Live: Phish Bring The Phish Experience To Jones Beach
Phish
Jones Beach Theater
Wednesday, July 4
Better than: Putting the freak flag in permanent cold storage.
"Goddard College!" Phish leader Trey Anastasio called out between verses during "Alumni Blues," the band's opening number at Jones Beach on Wednesday night, a rare onstage shout-out to the band's Vermont alma mater. Anastasio wrote the doofy blues-funk number around the time he transferred into Goddard in the mid-1980s, a school with self-structured curriculums that make Hampshire look comparatively square. The band members threw themselves into their obsessions, studiously following their curiosities through jazz, fugues, classic rock, improvised music, and intense practice routines, absorbing the idyllic weirdness of the place as they formed their identity. In a sense, Goddard thusly became the spiritual alma mater for pretty much every jam band formed in the past 20 years. Nobody to blame or credit but the wonders of progressive liberal education.
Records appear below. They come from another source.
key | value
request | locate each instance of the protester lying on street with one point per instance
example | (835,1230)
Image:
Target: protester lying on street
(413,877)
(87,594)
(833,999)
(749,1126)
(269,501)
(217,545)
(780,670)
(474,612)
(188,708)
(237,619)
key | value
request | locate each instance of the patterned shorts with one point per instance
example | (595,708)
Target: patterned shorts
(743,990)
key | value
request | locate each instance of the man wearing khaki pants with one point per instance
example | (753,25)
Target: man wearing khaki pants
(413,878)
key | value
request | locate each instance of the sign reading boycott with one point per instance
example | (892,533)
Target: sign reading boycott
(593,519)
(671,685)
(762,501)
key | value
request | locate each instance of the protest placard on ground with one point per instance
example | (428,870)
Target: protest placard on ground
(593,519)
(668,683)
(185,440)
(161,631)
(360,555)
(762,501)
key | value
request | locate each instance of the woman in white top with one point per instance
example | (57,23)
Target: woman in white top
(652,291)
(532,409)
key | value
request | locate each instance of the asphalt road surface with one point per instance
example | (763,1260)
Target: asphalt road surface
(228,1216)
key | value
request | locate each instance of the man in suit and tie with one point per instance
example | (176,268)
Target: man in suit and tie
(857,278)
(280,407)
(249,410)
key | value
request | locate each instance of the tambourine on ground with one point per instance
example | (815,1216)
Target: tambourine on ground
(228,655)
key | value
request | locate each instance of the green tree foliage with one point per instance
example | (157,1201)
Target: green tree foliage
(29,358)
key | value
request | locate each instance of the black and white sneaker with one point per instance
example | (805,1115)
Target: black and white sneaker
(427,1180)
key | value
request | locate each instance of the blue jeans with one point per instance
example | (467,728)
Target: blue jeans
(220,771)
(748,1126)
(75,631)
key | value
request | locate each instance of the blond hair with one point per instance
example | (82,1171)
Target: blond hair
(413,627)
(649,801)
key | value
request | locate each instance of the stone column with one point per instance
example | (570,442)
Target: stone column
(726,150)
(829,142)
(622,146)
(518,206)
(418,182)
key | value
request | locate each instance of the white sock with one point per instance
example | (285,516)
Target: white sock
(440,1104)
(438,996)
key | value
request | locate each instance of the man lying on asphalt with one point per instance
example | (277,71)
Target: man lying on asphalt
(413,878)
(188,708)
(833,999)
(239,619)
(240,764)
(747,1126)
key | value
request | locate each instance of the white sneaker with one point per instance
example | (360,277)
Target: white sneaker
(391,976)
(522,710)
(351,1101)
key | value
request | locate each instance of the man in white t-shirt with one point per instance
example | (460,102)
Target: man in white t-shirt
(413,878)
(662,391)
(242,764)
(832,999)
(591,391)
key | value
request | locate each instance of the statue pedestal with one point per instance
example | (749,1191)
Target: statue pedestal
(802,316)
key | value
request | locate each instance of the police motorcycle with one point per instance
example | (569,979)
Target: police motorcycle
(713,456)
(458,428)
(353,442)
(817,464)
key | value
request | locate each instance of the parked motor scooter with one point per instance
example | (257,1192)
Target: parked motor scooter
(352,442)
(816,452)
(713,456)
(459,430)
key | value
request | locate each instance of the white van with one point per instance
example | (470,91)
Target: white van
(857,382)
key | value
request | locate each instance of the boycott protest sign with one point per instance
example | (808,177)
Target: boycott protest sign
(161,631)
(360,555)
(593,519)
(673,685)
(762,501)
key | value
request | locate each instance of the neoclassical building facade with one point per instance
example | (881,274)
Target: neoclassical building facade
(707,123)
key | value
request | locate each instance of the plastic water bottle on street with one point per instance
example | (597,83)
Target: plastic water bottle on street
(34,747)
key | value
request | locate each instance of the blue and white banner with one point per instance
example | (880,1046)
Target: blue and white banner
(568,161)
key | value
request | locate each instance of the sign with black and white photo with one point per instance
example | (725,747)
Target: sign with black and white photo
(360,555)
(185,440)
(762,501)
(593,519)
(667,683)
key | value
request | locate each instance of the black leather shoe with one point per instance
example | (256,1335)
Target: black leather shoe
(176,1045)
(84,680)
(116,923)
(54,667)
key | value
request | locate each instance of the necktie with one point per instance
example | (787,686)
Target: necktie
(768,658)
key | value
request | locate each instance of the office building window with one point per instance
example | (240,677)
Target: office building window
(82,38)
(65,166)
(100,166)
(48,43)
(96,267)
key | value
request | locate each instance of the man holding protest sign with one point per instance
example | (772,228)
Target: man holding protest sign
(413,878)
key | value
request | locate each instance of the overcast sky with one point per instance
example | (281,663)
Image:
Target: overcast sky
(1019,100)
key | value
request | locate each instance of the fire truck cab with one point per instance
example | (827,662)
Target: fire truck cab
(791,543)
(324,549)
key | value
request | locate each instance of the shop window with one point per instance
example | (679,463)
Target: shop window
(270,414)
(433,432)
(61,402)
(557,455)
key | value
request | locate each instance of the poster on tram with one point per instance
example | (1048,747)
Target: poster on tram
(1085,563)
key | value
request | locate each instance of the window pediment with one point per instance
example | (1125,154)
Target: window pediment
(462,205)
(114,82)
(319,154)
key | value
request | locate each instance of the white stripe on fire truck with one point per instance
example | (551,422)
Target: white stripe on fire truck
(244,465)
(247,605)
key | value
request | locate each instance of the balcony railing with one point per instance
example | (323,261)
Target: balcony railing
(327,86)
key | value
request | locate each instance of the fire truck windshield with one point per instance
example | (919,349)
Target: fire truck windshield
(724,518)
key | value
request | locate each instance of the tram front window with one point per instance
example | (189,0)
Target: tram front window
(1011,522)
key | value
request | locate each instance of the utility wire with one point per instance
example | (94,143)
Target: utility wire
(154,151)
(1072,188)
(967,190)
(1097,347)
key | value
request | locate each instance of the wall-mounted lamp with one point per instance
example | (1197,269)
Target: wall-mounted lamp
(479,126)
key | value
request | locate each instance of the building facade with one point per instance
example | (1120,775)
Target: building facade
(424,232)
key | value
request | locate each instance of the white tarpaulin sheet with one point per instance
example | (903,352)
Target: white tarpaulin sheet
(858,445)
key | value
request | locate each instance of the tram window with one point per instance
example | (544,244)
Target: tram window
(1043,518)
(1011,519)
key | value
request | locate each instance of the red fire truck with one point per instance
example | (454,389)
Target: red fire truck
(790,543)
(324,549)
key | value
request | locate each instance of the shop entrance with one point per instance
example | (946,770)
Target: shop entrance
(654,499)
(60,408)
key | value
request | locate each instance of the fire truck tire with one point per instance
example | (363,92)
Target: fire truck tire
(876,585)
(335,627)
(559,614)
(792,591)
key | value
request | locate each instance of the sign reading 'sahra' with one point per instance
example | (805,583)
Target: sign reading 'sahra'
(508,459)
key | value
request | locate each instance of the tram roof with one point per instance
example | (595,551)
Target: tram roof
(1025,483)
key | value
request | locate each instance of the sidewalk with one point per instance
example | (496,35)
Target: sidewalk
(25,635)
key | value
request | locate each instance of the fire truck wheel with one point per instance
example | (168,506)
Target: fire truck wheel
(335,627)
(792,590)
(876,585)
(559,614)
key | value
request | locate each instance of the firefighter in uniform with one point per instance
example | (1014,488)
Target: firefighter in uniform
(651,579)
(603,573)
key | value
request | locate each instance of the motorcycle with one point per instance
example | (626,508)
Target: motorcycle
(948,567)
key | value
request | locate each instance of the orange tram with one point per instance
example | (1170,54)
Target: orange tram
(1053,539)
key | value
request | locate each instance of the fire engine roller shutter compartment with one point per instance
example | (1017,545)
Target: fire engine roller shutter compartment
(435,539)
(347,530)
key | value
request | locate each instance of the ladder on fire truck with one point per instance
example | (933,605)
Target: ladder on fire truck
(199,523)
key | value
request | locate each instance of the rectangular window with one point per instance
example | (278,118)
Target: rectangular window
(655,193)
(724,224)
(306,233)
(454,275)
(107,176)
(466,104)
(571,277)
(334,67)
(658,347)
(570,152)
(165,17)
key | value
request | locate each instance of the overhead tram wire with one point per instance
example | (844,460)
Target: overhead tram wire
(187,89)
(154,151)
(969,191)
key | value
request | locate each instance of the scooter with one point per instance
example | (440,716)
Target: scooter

Wednesday night, during the second of two sold-out shows at Jones Beach, the Vermont quartet celebrated the birth of the nation during a pleasant evening at Robert Moses's cement and sandstone jewel, but mostly showed why they're Goddard's most distinguished alums (give or take David Mamet). Long before it became fashionable to hate Phishor even to like themthe band was blessed with a profound and palpable outsiderness, which they channeled into their music and made a successful career. This outsiderness keeps away many and draws others defiantly close. During the two set, three-hour show, the band did almost nothing to invite in the former, plenty to please the latter (plenty to confound them, too), and continued their decades-long battle with whether or not to let their freak flags fly. Sometimes, they flew.